The problem with the second view of self-governance is that it separates freedom from responsibility and, over time, destroys liberty in favor of short-sighted self-interest. Most who favor a traditional understanding of self-governance argue, as Joyce does, that the return of individual capacity for “personal self, for reflection, restraint, and moral action” is essential.

However, this traditional understanding of self-governance faces practical obstacles. For all their wisdom, the Founding Fathers were incapable of conceiving of the speed with which twentieth century technology would advance. In 1776, the ability of governments to effectively gather evidence to prosecute the most arbitrary of laws was limited by the difficulty of obtaining necessary resources.

The human capacity for evil has remained stable over time, but the ability to invade every aspect of individual private life has grown by leaps and bounds. The dangers and pitfalls of technological innovation are widely discussed. Many reasonable people, such as well-known psychology expert, Jonathan Haidt, now see the negative consequences of our collective attachment to smart devices. 
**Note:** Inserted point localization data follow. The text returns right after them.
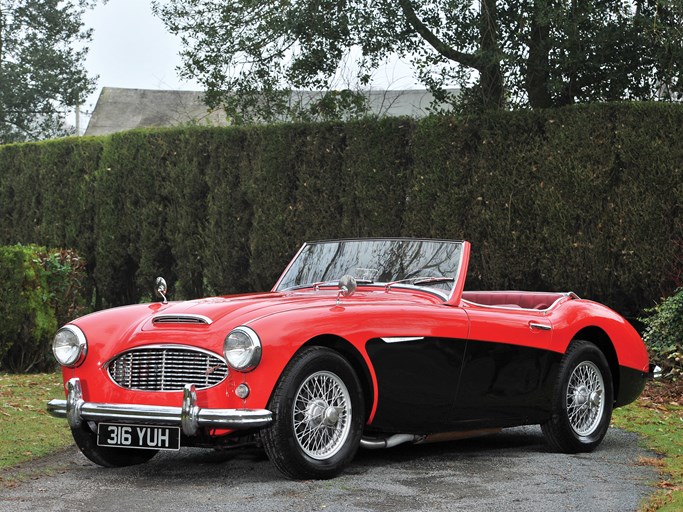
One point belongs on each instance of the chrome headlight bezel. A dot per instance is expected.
(70, 346)
(242, 349)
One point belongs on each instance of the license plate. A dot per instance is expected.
(149, 437)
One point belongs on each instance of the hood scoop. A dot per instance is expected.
(183, 319)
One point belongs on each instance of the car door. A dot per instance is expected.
(418, 370)
(509, 367)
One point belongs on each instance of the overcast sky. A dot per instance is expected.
(131, 48)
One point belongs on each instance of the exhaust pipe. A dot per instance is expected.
(379, 443)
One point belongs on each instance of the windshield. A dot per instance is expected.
(432, 263)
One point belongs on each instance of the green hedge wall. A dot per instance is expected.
(586, 198)
(39, 291)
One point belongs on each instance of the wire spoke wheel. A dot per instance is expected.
(585, 398)
(321, 415)
(582, 400)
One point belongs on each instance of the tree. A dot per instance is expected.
(41, 66)
(538, 53)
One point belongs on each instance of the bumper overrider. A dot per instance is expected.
(188, 416)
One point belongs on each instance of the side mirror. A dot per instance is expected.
(160, 289)
(347, 287)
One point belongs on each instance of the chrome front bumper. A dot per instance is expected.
(189, 416)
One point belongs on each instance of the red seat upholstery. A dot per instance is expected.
(526, 300)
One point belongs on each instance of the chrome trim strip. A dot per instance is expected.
(173, 319)
(399, 339)
(165, 346)
(189, 416)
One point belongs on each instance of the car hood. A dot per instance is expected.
(209, 320)
(241, 309)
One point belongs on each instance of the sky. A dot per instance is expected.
(131, 48)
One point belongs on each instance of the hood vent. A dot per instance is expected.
(182, 319)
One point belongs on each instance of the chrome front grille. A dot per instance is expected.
(167, 368)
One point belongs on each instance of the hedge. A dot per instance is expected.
(39, 291)
(585, 198)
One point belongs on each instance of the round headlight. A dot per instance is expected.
(242, 349)
(69, 346)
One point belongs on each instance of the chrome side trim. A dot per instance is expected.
(540, 327)
(189, 416)
(399, 339)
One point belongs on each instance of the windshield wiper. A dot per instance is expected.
(325, 283)
(421, 281)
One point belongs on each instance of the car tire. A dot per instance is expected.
(86, 440)
(582, 400)
(318, 414)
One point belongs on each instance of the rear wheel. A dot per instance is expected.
(582, 402)
(319, 414)
(86, 440)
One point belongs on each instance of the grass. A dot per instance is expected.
(27, 431)
(660, 425)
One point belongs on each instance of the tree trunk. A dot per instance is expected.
(537, 66)
(490, 73)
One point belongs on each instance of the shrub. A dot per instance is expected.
(664, 333)
(39, 291)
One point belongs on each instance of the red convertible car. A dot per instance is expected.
(361, 343)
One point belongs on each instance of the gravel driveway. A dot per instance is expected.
(512, 470)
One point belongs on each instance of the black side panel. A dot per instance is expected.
(631, 385)
(504, 385)
(417, 382)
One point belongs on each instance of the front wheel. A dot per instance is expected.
(86, 440)
(319, 414)
(582, 402)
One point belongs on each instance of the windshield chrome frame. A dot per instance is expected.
(447, 297)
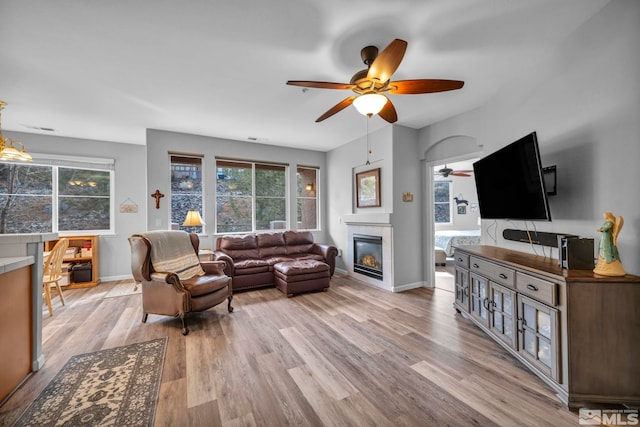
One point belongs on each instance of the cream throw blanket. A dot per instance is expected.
(171, 251)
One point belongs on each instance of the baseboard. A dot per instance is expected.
(408, 286)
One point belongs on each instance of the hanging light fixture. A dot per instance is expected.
(8, 151)
(370, 104)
Unfortunately, the problems are often discussed only within the context of social media. Although social media has many problems, it is not responsible for all of society’s faults. While the psychology of online communications is fascinating, the problems associated with the state harnessing behavioral databases collected through private commercial activity is far more dangerous to the future of the nation.
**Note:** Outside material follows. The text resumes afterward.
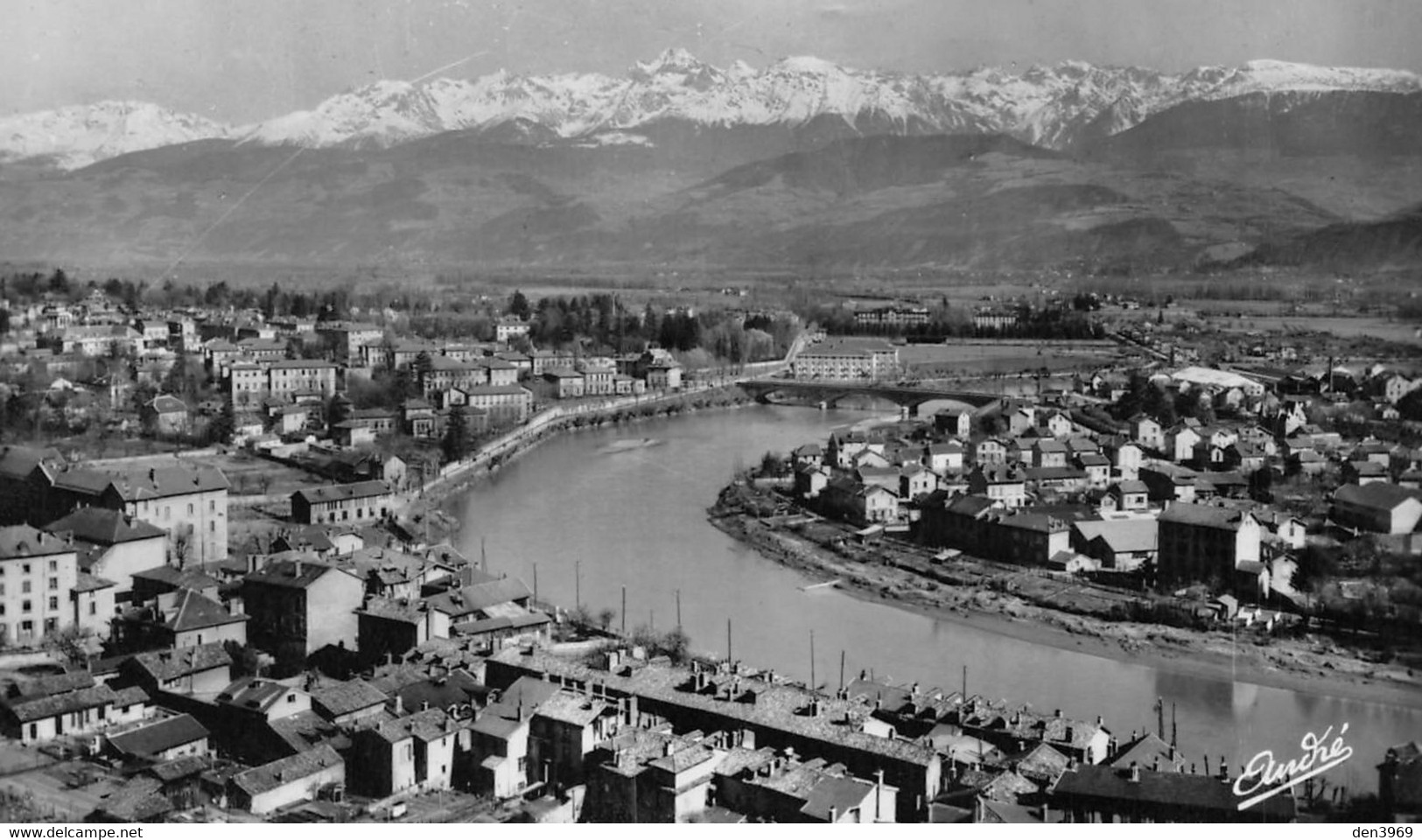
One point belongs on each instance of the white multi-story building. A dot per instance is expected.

Devices tracking an individual’s physical location, preferences, desires, and personal habits have only grown in popularity. These new technologies are convenient, but there is a dark side to monitoring and analyzing every aspect of human behavior. If these issues are not discussed and resolved, the capacity for individuals to engage in the experiment of self-government will come to a slow, anticlimactic halt. 

Societies governed by full surveillance are, by definition, not free. People simply do not behave the same when under observation, or otherwise perpetually connected to collective society. The threat to self-governance is no longer purely fought in the moral realm. Instead, the most pressing problems revolve around maintaining the sense of safety and security that comes from having reasonable boundaries between public and private life. 

The culture wars will continue to rage, but they will ultimately serve no purpose if self-governance itself dies through government co-option of vast, powerful databases that monitor and analyze human behavior.

There is no silver bullet solution that will instantaneously save self-governance. But, if America’s experiment in ordered liberty is to survive, policy makers, legislative bodies, and responsible citizens must be willing to address the challenges head-on. This requires understanding the problem and the proper roles of legislation and individual action.